As the model goes into production, it also must be validated. An MLOps platform should help data scientists and MLOps teams assess the model’s performance by evaluating the recent production data to ensure it meets the desired thresholds. Additionally, various risk metrics like data drift, data quality, bias & fairness, privacy, security and etc are to be analyzed to ensure risk compliance.

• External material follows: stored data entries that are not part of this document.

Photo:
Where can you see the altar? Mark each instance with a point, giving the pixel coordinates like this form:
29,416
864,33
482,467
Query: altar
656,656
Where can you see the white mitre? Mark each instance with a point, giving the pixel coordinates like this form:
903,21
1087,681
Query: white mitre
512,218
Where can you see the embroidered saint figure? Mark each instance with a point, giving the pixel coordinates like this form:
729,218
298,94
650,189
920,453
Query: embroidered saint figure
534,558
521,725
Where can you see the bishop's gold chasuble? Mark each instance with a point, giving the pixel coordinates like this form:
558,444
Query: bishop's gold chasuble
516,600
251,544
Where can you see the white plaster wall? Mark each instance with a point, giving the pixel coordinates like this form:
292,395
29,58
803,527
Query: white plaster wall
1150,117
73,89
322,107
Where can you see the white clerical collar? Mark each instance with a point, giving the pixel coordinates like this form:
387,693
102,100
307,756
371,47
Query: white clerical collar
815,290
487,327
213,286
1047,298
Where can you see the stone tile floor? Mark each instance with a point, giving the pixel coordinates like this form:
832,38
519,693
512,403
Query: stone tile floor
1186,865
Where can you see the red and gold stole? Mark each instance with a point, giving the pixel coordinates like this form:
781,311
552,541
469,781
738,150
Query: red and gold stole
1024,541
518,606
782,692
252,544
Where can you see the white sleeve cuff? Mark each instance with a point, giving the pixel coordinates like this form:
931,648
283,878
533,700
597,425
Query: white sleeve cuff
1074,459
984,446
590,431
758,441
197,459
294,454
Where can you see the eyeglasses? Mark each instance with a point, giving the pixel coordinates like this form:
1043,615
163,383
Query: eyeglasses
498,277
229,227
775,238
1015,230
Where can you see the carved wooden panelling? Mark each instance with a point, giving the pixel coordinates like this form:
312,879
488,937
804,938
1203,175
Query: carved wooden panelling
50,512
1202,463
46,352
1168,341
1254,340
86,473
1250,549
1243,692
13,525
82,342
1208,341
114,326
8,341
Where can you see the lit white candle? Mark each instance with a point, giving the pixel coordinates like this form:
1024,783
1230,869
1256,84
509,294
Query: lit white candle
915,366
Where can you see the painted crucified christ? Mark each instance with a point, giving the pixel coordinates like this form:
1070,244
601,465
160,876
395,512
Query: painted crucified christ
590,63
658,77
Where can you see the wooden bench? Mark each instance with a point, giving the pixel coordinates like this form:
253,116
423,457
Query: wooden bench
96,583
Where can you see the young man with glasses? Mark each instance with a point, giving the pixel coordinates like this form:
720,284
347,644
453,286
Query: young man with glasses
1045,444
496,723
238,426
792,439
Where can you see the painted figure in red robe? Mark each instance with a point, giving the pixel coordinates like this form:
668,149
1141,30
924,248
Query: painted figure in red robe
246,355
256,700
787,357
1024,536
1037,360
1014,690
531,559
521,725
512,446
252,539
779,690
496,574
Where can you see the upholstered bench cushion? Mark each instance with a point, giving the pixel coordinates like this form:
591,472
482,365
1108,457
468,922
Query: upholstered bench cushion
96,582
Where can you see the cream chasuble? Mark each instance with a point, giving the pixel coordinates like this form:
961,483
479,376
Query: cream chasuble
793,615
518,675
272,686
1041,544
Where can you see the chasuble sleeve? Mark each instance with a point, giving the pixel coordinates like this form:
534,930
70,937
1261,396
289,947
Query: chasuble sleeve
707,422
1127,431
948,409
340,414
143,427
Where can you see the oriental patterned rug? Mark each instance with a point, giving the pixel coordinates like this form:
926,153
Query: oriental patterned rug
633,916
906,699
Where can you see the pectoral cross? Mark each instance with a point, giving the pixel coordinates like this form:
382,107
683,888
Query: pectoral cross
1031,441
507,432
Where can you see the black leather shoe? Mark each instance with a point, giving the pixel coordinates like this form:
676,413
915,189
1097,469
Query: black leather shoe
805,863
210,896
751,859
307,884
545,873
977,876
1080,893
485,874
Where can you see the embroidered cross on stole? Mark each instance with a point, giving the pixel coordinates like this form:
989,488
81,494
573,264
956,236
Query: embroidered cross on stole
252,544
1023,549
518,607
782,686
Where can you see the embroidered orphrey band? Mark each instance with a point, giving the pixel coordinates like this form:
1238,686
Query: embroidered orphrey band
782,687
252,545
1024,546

Automated tools like VIANOPS support manual reviews and human oversight from data scientists and MLOps teams to ensure successful validation governance at scale. The process is iterative, with continuous improvement based on feedback from real-world data and user input. By following robust validation and governance practices, organizations can build reliable and trustworthy machine-learning systems that provide value while minimizing risks.
The VIANOPS platform is unique in that it can run risk and performance analysis on a new model. By using real-time production data on the new model compared to the current model in production, VIANOPS can identify new risks and generate automatic reports with the right insights and recommendations to update and deploy the best-performing model.
VIANOPS Harnessing Scalable Machine Learning
VIANOPS is here for enterprises looking to scale machine learning operations affordably.
Traditional ML tools are not designed for the immense kind of scale we are dealing with in today’s machine learning models.
VIANOPS optimizes our tools to reduce the overall cost of our models with speeds 1,000 to 10,000 times faster than some popular, large-scale data processing tools at the same cost. This leads to more tangible business outcomes for those utilizing our tools and makes them more accessible.